Zack Tutorials: Big Data Hadoop Hive SQL Query Hello World

Wednesday, July 16, 2014

Big Data Hadoop Hive SQL Query Hello World

Big Data Hadoop Hive SQL Query Hello World

Prerequisite

Big Data
Hadoop
SQL

If you are reading this blog you should know about Big Data and Hadoop.

Big Data is a technology revolution in the RDBMS world, however big data hadoop distributed file system can be written as a flat file with different formats like CSV, Tab Delimited etc.,

Also in order to process these data you need to be an expert in Java to write a Map Reduce program.

To make use of Big Data for non-Java users like Data Analysts, there is feature to Query the flat files using SQL has been introduced. This is Apache Hive https://hive.apache.org/

http://en.wikipedia.org/wiki/Apache_Hive

Hive was introduced by Facebook and now used by Netflix.
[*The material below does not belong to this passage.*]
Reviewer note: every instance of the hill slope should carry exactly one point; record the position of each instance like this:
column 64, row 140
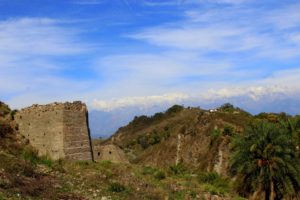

It is a powerful querying tool in Big Data hadoop.

Basically Hive is capable of transforming your SQL queries into Map Reduce programs.

The following are the steps to be done

1. Create Hive Table with Meta data information
2. Load data into Hive Table ( 2 Types )
a. Loading data in local file system to Hadoop & Hive
b. Loading data in hadoop file system to Hive
3. Query the table

I have a Test Data as below, ( It has 2 fields ID & PHONE NAME)

1,iphone
2,blackberry
3,nokia
4,sony
5,samsung
6,htc
7,micromax

To get started you need have hive installed already and hadoop file system configured with Name Node, Job Tracker, Data Node, Task Tasker etc.,

Step 1: Launch the hive console from the command line / terminal

Step 2: Create the table with the

CREATE TABLE PHONE ( ID INT, PHONE_NAME STRING)

ROW FORMAT DELIMITED FIELDS TERMINATED BY ',' STORED AS TEXTFILE;

Step 3: Loading data in local file system to the table

LOAD DATA LOCAL INPATH '/home/training/PHONE.txt' OVERWRITE INTO TABLE PHONE;

Step 4: Query your table which is created and data loaded in Hive

select * from PHONE;

Well you should be good with local mode.

Let's have a quick peek at the Server Mode (Type 2). If you have to load data from Hadoop File to Hive, first we need to send the file from local file system to hadoop file system.

Step 1: Place the file from local file system to HDFS (Hadoop Distributed File System)

hadoop fs -put PHONE.txt